Memasuki awal tahun 2013, menteri pendidikan nasional Inggris, Michael Cove melakukan perubahan besar dalam pembelajaran TIK di negaranya. Cove mengenalkan kurikulum TIK yang mengedepankan pembelajaran TIK Sains. Menurut Cove, pelajaran TIK yang lalu hanya menekankan keterampilan digital mendasar.
Dikutip dari majalah E&T, Fresh Fruit For Teacher. Volume 8 Issue 3 April 2013, Erick Schmidt dari google dalam pidatonya di sebuah festival televisi internasional Edinburgh memberikan pendapatnya bahwa mengajarkan anak-anak hanya pada bagaimana menggunakan software dibanding menciptakannya, sama artinya menghilangkan warisan kemampuan komputasi yang dimiliki anak-anak itu.
Untuk menghasilkan generasi pencipta dan bukan sekedar pemakai, Cove ingin para murid belajar tentang kode komputer sehingga mampu menghasilkan animasi yang sederhana atau membuat aplikasi untuk telepon pintar mereka.
Bersamaan dengan revolusi pembelajaran ICT di UK, maka di pertengahan tahun 2013 mendikbud RI mengeluarkan kurikulum baru yang diberi nama Kurikulum 2013. Salah satu kebijakan dari kurikulum 2013 adalah dihapuskannya mata pelajaran TIK di jenjang SMP dan SMA, untuk kemudian menggantinya dengan mata pelajaran Prakarya dan Kewirausahaan.

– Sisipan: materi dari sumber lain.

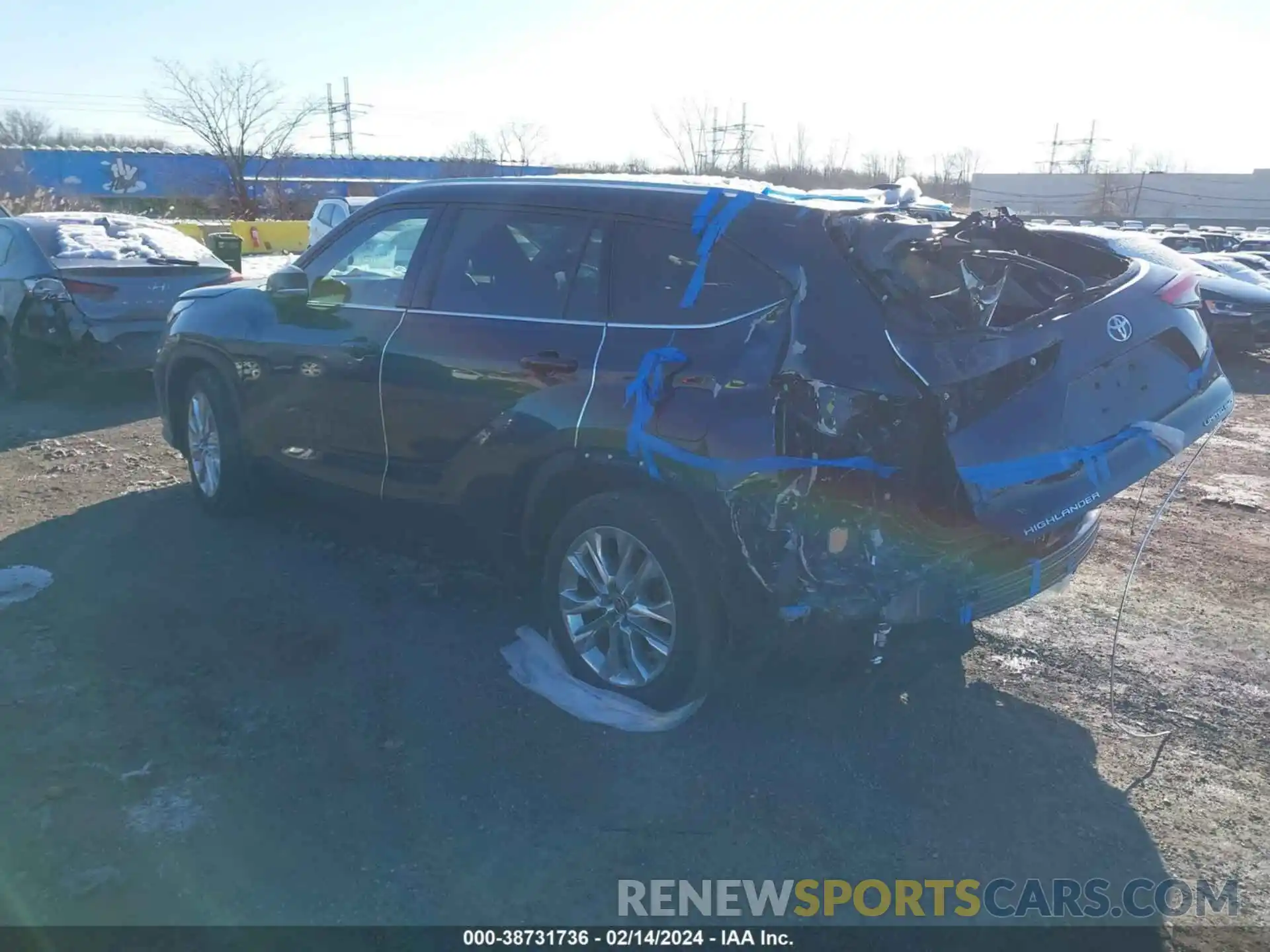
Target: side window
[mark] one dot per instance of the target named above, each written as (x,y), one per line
(368,264)
(503,260)
(585,303)
(654,264)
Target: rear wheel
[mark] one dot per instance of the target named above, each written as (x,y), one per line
(220,469)
(630,597)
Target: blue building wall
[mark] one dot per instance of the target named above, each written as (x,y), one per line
(103,173)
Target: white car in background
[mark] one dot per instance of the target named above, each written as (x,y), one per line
(331,212)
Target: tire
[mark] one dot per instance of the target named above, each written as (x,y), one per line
(658,664)
(222,480)
(11,383)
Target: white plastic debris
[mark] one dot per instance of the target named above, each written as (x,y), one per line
(1170,437)
(535,664)
(22,582)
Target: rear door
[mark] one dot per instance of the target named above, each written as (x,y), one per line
(320,358)
(494,358)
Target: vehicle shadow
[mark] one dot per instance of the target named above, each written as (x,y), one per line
(78,407)
(262,721)
(1248,372)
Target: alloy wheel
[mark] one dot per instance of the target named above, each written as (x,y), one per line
(205,444)
(618,607)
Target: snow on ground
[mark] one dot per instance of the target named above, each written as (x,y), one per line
(259,267)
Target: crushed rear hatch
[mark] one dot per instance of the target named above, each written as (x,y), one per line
(1062,372)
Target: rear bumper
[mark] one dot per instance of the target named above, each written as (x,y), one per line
(1029,509)
(1006,590)
(132,349)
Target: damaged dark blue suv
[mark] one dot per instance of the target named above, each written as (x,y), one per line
(702,408)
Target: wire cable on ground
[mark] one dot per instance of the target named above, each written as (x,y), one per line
(1124,596)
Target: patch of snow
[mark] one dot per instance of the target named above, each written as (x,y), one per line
(906,192)
(169,809)
(116,238)
(535,664)
(261,267)
(1015,663)
(22,582)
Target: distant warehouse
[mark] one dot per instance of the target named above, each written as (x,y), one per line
(177,175)
(1165,197)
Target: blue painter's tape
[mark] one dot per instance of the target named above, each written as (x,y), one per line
(713,233)
(1197,376)
(1013,473)
(702,214)
(647,391)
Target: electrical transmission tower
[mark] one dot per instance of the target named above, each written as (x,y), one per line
(1083,160)
(333,110)
(732,145)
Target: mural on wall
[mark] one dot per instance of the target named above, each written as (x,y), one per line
(124,178)
(158,175)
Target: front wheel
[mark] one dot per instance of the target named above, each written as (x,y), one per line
(219,466)
(632,600)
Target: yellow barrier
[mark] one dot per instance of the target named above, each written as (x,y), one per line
(272,237)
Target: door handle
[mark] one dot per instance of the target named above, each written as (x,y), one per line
(360,348)
(549,362)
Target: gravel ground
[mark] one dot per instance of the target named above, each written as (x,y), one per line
(302,716)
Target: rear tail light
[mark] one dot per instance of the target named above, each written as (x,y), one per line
(228,280)
(1183,291)
(89,290)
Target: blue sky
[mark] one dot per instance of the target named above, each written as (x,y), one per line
(925,78)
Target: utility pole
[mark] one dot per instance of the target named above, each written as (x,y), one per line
(333,110)
(349,117)
(331,118)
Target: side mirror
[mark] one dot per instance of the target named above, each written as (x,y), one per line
(288,282)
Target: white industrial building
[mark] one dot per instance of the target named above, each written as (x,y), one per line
(1165,197)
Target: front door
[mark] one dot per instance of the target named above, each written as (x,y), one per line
(321,357)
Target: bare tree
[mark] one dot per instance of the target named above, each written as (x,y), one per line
(702,143)
(836,160)
(23,127)
(238,112)
(474,149)
(874,167)
(519,143)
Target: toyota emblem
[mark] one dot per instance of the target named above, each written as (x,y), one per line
(1119,328)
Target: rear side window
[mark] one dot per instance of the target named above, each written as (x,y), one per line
(654,267)
(511,262)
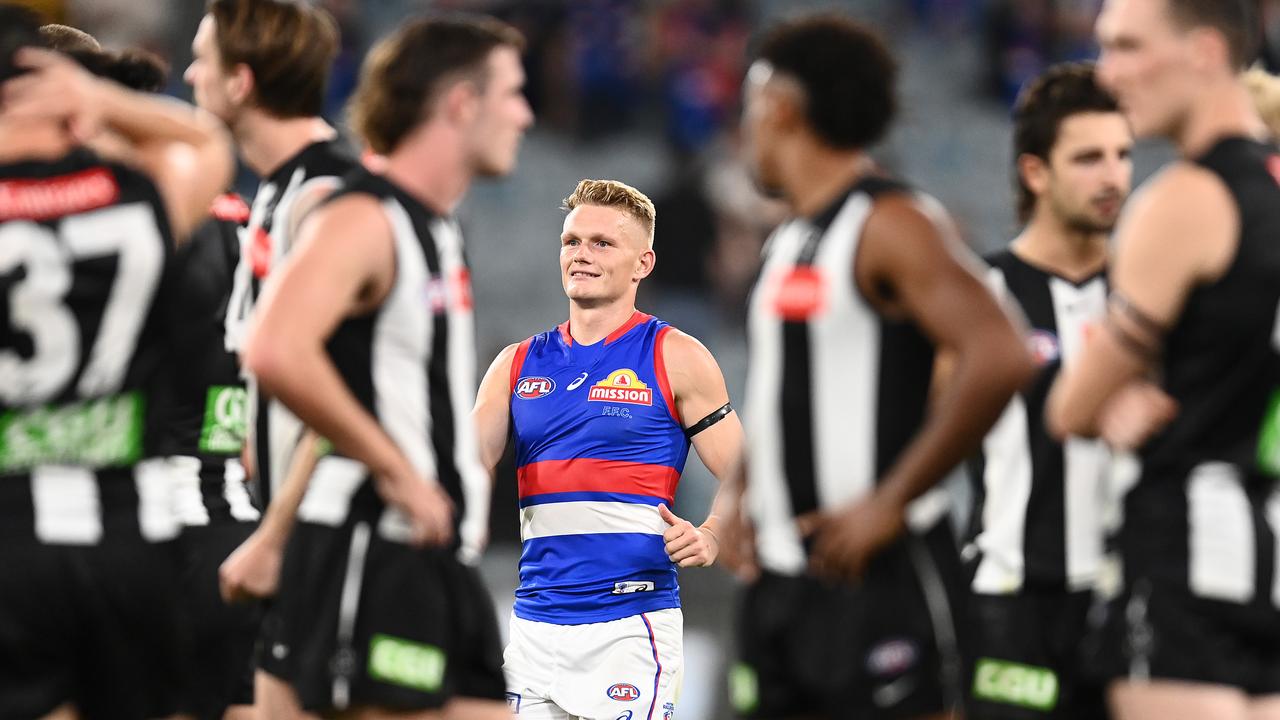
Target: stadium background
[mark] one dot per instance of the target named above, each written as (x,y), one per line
(647,92)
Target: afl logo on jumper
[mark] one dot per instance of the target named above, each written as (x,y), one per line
(624,692)
(621,386)
(1043,347)
(801,295)
(533,388)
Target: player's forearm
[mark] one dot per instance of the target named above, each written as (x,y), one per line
(280,513)
(988,370)
(302,377)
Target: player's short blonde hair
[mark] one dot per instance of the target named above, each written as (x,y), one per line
(1265,91)
(617,195)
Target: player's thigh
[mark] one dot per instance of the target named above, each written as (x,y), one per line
(629,665)
(474,709)
(275,700)
(1169,700)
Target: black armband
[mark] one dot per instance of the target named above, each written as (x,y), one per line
(716,417)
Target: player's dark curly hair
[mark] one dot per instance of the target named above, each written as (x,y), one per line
(846,72)
(1064,90)
(136,69)
(405,72)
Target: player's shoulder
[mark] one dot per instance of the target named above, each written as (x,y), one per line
(1184,195)
(685,352)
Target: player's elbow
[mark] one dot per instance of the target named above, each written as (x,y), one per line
(1065,417)
(1008,365)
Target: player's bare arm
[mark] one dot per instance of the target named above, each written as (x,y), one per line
(702,402)
(186,151)
(492,411)
(343,265)
(1178,233)
(254,568)
(912,264)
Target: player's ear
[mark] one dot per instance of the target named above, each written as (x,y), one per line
(645,264)
(1034,173)
(241,83)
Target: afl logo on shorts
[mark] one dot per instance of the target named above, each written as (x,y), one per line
(621,386)
(1043,347)
(801,295)
(533,388)
(624,692)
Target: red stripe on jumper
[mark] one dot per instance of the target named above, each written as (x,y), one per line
(597,475)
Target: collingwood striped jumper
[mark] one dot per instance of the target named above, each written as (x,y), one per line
(411,364)
(835,390)
(1038,502)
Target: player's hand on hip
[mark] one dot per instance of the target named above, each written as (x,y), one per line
(688,546)
(429,507)
(252,570)
(845,541)
(1136,413)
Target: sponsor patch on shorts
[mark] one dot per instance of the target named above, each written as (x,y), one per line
(406,662)
(624,692)
(1014,683)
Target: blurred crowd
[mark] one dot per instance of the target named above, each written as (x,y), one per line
(668,69)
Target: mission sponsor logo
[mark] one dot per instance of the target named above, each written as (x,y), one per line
(621,386)
(533,388)
(624,692)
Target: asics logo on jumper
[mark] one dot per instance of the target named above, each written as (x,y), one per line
(632,586)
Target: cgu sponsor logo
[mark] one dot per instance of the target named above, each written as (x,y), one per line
(624,692)
(621,386)
(1014,683)
(533,388)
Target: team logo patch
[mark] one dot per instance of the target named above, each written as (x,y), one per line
(891,657)
(624,692)
(533,388)
(801,295)
(1043,347)
(621,386)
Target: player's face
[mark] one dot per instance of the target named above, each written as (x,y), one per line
(1091,171)
(759,128)
(604,254)
(205,74)
(503,117)
(1146,64)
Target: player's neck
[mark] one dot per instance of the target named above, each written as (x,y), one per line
(32,141)
(266,142)
(589,326)
(1224,110)
(816,178)
(432,168)
(1064,251)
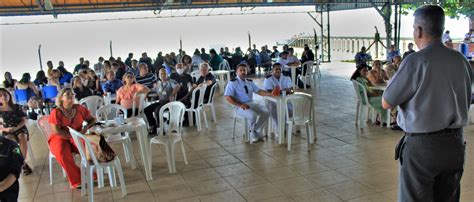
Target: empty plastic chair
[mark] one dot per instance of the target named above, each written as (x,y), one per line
(92,103)
(196,107)
(210,102)
(363,103)
(45,130)
(173,132)
(307,74)
(108,113)
(88,167)
(301,115)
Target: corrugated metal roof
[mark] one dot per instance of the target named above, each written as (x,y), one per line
(41,7)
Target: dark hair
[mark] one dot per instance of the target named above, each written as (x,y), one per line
(241,65)
(25,78)
(5,92)
(212,51)
(115,64)
(186,56)
(40,75)
(431,19)
(357,74)
(62,70)
(107,62)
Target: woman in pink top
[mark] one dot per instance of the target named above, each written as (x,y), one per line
(125,94)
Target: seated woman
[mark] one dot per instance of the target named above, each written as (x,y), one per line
(126,93)
(65,76)
(25,83)
(41,79)
(377,75)
(112,84)
(14,127)
(167,90)
(53,80)
(375,97)
(80,90)
(93,82)
(67,114)
(390,70)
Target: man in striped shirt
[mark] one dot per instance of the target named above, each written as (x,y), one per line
(146,78)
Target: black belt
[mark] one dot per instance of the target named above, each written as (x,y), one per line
(439,132)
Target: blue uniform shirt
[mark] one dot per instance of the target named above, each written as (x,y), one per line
(236,88)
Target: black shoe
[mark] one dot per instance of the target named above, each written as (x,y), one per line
(396,127)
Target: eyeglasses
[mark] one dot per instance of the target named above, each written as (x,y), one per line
(246,90)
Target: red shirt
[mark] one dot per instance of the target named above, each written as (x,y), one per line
(58,118)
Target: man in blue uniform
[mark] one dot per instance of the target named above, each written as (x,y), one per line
(11,161)
(239,92)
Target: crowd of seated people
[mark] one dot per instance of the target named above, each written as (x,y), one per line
(167,77)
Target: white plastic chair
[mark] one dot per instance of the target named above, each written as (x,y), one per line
(197,108)
(362,103)
(316,70)
(92,103)
(224,65)
(210,102)
(246,126)
(113,110)
(88,168)
(45,130)
(302,115)
(307,76)
(172,134)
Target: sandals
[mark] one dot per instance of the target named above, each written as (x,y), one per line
(26,169)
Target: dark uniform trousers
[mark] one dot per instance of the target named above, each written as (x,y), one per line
(431,165)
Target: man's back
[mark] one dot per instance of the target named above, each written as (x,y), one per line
(437,90)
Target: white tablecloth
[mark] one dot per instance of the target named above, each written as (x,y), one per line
(137,125)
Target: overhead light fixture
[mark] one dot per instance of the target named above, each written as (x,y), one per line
(45,5)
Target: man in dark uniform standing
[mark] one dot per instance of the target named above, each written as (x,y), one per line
(11,161)
(432,89)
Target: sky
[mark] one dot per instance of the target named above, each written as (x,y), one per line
(69,41)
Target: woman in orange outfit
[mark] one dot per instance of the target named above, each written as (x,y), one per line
(60,142)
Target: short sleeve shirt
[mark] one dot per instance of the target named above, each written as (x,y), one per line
(271,82)
(241,90)
(57,118)
(126,96)
(284,63)
(432,88)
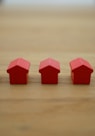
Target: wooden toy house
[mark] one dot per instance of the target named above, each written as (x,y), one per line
(49,69)
(18,70)
(80,71)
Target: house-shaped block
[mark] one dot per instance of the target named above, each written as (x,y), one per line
(49,69)
(80,71)
(18,71)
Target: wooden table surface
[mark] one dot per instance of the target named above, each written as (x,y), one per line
(46,110)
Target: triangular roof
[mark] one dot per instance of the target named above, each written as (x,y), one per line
(49,62)
(20,62)
(77,63)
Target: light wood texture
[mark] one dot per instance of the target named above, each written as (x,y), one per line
(46,110)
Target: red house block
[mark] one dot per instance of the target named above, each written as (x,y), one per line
(80,71)
(49,70)
(18,70)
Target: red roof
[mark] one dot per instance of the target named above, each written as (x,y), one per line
(75,64)
(49,62)
(19,62)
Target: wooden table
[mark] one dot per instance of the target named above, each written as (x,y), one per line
(46,110)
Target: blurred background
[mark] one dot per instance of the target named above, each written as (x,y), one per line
(47,25)
(53,2)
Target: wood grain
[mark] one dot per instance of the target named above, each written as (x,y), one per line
(46,110)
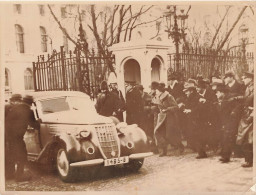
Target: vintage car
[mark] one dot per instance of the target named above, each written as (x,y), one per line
(72,135)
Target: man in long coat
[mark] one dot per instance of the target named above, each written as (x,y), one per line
(245,128)
(167,130)
(17,121)
(107,103)
(9,162)
(134,104)
(211,124)
(196,120)
(235,90)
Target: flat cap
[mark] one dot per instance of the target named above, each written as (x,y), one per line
(16,97)
(229,74)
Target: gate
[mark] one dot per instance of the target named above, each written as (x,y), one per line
(207,62)
(81,70)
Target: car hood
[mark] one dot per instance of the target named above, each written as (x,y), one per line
(75,117)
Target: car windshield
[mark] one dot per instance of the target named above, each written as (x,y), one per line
(61,104)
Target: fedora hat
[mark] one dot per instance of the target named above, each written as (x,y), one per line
(188,86)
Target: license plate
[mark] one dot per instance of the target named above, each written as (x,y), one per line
(116,161)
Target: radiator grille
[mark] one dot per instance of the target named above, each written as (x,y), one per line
(107,138)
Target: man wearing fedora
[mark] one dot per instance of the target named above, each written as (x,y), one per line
(167,130)
(245,127)
(134,104)
(19,118)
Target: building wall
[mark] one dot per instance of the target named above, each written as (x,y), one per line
(30,20)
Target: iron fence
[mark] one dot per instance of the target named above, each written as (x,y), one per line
(73,71)
(207,62)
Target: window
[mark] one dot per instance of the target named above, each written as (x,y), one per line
(41,10)
(65,42)
(7,79)
(17,8)
(63,12)
(28,79)
(43,39)
(19,38)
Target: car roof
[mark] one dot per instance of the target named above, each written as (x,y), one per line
(51,94)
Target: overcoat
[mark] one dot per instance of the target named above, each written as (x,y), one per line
(134,106)
(245,127)
(107,103)
(168,119)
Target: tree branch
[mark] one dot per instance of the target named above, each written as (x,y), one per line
(231,29)
(60,26)
(218,29)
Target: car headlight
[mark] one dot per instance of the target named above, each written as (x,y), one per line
(85,134)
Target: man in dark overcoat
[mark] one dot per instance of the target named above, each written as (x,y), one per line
(175,87)
(17,122)
(134,104)
(146,114)
(113,87)
(194,111)
(225,108)
(211,125)
(245,127)
(107,103)
(235,91)
(167,130)
(9,162)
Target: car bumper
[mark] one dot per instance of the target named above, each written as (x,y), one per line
(93,162)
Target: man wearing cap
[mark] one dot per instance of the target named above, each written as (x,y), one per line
(245,127)
(175,88)
(134,104)
(210,134)
(10,170)
(113,87)
(235,92)
(146,114)
(195,113)
(225,108)
(17,121)
(107,103)
(167,130)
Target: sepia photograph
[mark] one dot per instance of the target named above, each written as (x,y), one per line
(136,97)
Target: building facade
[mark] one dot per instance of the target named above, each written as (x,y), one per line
(29,31)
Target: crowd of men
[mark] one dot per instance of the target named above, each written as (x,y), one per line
(214,114)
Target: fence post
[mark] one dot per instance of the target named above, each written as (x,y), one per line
(34,76)
(63,66)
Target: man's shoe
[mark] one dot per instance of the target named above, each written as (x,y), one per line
(225,160)
(247,165)
(201,155)
(23,178)
(162,152)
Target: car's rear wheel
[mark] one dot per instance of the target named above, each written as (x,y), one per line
(66,172)
(134,165)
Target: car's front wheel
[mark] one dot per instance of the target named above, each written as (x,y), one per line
(134,165)
(66,172)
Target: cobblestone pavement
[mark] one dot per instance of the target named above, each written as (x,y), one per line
(177,173)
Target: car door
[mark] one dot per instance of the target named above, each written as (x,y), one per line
(32,139)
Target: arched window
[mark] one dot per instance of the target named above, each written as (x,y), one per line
(28,79)
(43,39)
(7,80)
(19,38)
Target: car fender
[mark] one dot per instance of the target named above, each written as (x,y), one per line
(76,150)
(133,140)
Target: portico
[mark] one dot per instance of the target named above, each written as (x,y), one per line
(141,61)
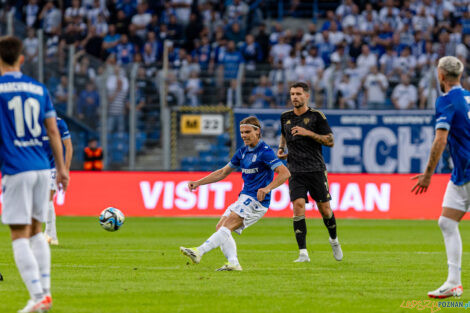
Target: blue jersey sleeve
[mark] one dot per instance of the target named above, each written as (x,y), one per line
(269,159)
(63,129)
(235,161)
(48,106)
(445,111)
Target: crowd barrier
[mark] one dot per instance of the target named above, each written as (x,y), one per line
(374,196)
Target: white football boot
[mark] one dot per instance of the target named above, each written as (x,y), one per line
(337,252)
(192,253)
(303,256)
(229,267)
(446,290)
(38,306)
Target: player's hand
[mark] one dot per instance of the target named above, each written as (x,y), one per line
(299,131)
(262,192)
(422,185)
(192,185)
(62,179)
(281,154)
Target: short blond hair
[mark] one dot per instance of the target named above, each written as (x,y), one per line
(451,66)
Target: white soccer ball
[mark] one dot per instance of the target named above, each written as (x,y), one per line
(111,219)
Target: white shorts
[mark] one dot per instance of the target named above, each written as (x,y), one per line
(457,197)
(25,196)
(53,183)
(247,208)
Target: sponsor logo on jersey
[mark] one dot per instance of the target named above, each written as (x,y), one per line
(249,170)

Keputusan ini tentu sangat disayangkan banyak pihak. Munculnya alasan dari pemerintah bahwa, “anak TK dan SD saja sudah bisa internetan,” menghadirkan pertanyaan baru, “apakah -bisa internet- dapat dijadikan parameter bahwa anak-anak kita sudah mahir menggunakan dan memanfaatkan internet dengan baik?
Barangkali, kutipan artikel dari “Scratch: Programming for everyone,” di bawah ini dapat menjadi bahan renungan bersama.
“Anak-anak kita saat ini adalah mereka yang disebut dengan digital native. Digital native adalah istilah untuk mereka yang lahir bersamaan dengan lahirnya era digital. Sejak dini mereka sudah terbiasa berkirim teks melalui gadget, bermain game online, serta berselancar di internet. Namun, apakah semua itu menandakan bahwa mereka sudah mahir menggunakan teknologi? Walaupun anak-anak muda itu hampir setiap saat bersentuhan dengan media digital, ternyata hanya sedikit dari mereka yang mampu menciptakan games, animasi, ataupun simulasi. Dalam artikel ini, situasi di atas digambarkan sebagai, “It’s as if they can read but not write.”
Belajar pemrograman tidak sekedar bertujuan agar semua anak menjadi programmer. Namun, pemrograman dapat membantu anak mengembangkan keterampilan matematika dan logika, meningkatkan kreativitas, serta melatih mereka untuk memecahkan masalah. Keterampilan dasar di atas akan membantu anak menghadapi kehidupan mereka di masa depan.
Alih-alih menghapus mata pelajaran TIK di sekolah apakah tidak sebaiknya merevisi kurikulum TIK dan menyesuaikan dengan kebutuhan masa depan generasi bangsa?